Probably the one thing I miss most from the old twf was the wealth of OTB threads. They're all entertaining and educational and they should really be brought to this forum. I'm taking the liberty of copying and pasting some of his most informative ones here.
Hope you don't mind OTB.

Used Bikes: Making A Deal

The warm winds of spring are blowing, and just as sure as God made little green apples, some of you have got the "BUG". You know, the "I gotta have a bike, right now!" BUG. So keep yer money in yer pocket for a couple of minutes, and I'll share with you a couple of hints to hold on to as much of that "green" as possible, and still get the bike you "need", (want, lust after, have an aching hole in your soul for).

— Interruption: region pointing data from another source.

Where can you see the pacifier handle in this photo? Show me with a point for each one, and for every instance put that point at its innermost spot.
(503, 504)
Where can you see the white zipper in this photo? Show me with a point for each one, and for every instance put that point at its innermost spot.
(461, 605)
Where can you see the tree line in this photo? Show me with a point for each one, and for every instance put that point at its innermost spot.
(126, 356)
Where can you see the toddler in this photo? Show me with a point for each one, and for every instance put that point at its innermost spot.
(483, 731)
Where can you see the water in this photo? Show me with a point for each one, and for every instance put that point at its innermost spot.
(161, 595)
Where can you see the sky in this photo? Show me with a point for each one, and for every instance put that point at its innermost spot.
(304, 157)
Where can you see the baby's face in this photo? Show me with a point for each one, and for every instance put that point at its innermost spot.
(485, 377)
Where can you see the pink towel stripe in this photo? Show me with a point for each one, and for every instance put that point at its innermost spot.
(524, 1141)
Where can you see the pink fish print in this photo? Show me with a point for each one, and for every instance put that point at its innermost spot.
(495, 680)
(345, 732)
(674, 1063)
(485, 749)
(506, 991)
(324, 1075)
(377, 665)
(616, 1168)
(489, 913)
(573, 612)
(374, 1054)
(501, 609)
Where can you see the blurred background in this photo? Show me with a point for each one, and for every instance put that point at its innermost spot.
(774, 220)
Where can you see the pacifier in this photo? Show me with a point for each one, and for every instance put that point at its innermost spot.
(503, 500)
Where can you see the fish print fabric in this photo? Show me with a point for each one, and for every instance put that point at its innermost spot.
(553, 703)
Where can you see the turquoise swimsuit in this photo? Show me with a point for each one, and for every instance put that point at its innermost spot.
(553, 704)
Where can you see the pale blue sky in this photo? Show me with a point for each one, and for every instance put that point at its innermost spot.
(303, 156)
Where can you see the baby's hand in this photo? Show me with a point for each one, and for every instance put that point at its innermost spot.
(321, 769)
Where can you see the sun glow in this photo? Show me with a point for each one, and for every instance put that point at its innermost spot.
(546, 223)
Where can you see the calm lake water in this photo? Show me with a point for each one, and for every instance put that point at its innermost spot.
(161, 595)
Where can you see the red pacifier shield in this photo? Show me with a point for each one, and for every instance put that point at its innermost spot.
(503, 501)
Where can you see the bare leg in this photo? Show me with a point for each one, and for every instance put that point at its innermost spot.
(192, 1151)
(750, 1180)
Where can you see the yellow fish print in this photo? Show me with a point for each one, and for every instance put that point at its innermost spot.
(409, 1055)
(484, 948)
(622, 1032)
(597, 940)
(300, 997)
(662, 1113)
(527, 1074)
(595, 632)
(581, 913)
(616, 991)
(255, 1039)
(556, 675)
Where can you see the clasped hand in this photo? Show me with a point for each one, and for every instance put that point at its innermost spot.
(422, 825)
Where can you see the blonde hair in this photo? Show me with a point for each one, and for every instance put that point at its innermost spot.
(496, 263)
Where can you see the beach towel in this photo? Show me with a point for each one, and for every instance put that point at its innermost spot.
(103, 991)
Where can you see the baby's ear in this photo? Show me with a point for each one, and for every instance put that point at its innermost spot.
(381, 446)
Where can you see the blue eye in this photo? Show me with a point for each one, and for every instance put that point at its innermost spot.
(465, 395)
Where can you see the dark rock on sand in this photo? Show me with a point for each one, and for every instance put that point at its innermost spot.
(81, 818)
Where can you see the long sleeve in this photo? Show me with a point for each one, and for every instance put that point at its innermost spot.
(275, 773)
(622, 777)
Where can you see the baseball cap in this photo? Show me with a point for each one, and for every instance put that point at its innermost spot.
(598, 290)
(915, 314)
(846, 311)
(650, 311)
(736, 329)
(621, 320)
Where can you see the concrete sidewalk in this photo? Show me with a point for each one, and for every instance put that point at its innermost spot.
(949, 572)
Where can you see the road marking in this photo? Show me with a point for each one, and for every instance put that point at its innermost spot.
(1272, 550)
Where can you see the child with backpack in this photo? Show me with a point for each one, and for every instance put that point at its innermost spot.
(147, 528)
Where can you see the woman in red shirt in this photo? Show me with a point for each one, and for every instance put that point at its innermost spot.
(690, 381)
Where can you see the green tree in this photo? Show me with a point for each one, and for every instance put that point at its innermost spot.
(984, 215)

I am making a couple of assumptions: You've picked out a used bike, gone over it with a fine toothed comb, by yourself or with a knowledgeable buddy, checked the title, and you have a source of cash, and that this is from a private seller. Used bikes from a dealer and new bikes are a different kettle of fish because you are purchasing the bike from a business, so, for the business, it is strictly a financial transaction. Why is this distinction important? In a moment, you'll see.

Without getting all Zen on you, I'll say that in order to get the best deal, you have to know a little about what it is you are buying, yourself and other people, and that if you take the time to get this knowledge and apply it, you will achieve success in both this transaction and others in life.

Knowing your own motivations and limitations can be used to keep you from "giving away the store". What does that mean? It means that if you go look at every bike with a hyper kind of "I gotta have a bike, RIGHT NOW!" attitiude, you will cue the seller that he has an "easy mark". If you blurt out that "THIS is the bike I want!", you have just given away any bargaining position you may have held.....and that's OK if money isn't important to you.

But if getting and keeping dollars is as tough for you as it is for most of us, read on.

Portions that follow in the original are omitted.